What's that famous quote about meeting your destiny in the very paths you took to avoid it?  Both the month of April and Hickory Creek Wilderness have been trying to kill me for years--with their own individual vendettas.  But on one occasion, they ganged up on me.  Back in April of 2017, the Hickory Creek Wilderness punished a friend and me badly for going off trail.  We were using an ancient guidebook that spoke of an alternative trail down into the valley of the East Branch, little knowing that said trail had gone out of existence when this area was declared a "wilderness."  It was an almost-harrowing experience--getting drenched in the marshlands along the creek, falling into the stream on several crossings, hearing very strange noises at night, and getting slapped in the face by springy beech saplings as we hunted for a path.  We finally used a compass to go crawling back repentantly to the established loop trail up on the plateau.  But yesterday, as the beech saplings reached up to slap me in the face, I couldn't help but imagine what they were saying to each other in their mysterious tree talk:

"Hey beeches!  Look who's back!  It's this Bozo.  What, you're back for more, are you?  You didn't learn your lesson last time you came down here?  Sure, we got more to give ya.  Take that!  (Thwack!)  And that!  (Choff!)"  
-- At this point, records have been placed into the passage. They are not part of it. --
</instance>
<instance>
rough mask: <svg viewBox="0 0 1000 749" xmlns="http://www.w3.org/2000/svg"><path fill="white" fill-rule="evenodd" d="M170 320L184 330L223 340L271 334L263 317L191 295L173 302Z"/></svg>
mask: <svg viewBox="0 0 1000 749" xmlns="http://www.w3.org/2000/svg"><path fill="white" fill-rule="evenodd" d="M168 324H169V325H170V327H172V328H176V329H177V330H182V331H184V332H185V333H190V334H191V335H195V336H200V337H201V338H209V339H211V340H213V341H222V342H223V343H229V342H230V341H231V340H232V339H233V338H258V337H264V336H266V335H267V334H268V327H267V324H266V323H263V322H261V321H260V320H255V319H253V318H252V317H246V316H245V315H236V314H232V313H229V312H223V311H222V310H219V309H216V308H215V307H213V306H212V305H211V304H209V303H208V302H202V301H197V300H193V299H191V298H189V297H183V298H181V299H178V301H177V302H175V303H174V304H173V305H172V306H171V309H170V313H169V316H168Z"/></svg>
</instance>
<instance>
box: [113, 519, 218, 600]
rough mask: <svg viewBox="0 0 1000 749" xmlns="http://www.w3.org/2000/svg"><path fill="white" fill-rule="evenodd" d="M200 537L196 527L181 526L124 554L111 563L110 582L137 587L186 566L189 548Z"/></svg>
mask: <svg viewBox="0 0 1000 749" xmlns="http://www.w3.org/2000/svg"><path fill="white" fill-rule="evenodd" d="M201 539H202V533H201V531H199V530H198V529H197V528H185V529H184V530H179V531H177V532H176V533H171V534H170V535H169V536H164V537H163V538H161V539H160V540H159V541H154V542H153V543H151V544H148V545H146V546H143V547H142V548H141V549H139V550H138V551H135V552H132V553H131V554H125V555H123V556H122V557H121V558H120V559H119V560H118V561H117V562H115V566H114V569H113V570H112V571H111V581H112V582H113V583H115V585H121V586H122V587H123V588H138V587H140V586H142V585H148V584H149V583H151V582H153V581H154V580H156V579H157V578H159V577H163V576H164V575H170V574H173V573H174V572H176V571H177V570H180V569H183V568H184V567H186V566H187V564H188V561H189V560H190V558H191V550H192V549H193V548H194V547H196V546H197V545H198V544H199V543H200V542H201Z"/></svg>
The forest had a clean fresh scent today--a fragrance of evergreens, and cold water, and wet earth.  So, at the risk of leading hikers to a campsite that someone clearly treats as their own private property, I'm gonna tell you how I got to the Forks at Hickory Creek Wilderness.


Entering Forest Road 119 from the west, just after the big creek crossing where fishers like to camp, there's a parking area on the left with a clear trail going off to the right and parallel to Hickory Creek.  This is an old railroad bed, and it runs a clear (if overgrown) course 1.6 miles northeast to the Forks.  I think this early water crossing, seen here, tends to thin the crowds--which are already small to begin with.


So, what lays eggs that look like jellyfish in stagnant ponds?


I was out there just to discover the area, but also to do some research for a backpacking trip later this spring.  This trek began in the southwest corner of this map at the yellow area labeled "West Entrance" and it followed the yellow railroad bed to the confluence of the two creeks, which is circled and labeled in pink as "The Confluence."  (That was my name for this area before I started calling it "The Forks," which is more poetic, I think.)  I've actually gotten lost at Hickory Creek on a few occasions.  I got lost in this area again not too long ago because one of the unnamed tributaries tricked me into thinking it was Hickory Creek, and it led me far from where I expected to be.  This place is strange...dark.  It's very wet and appeals mostly to fishers.  But it reveals its costly and subtle charms to those who persist.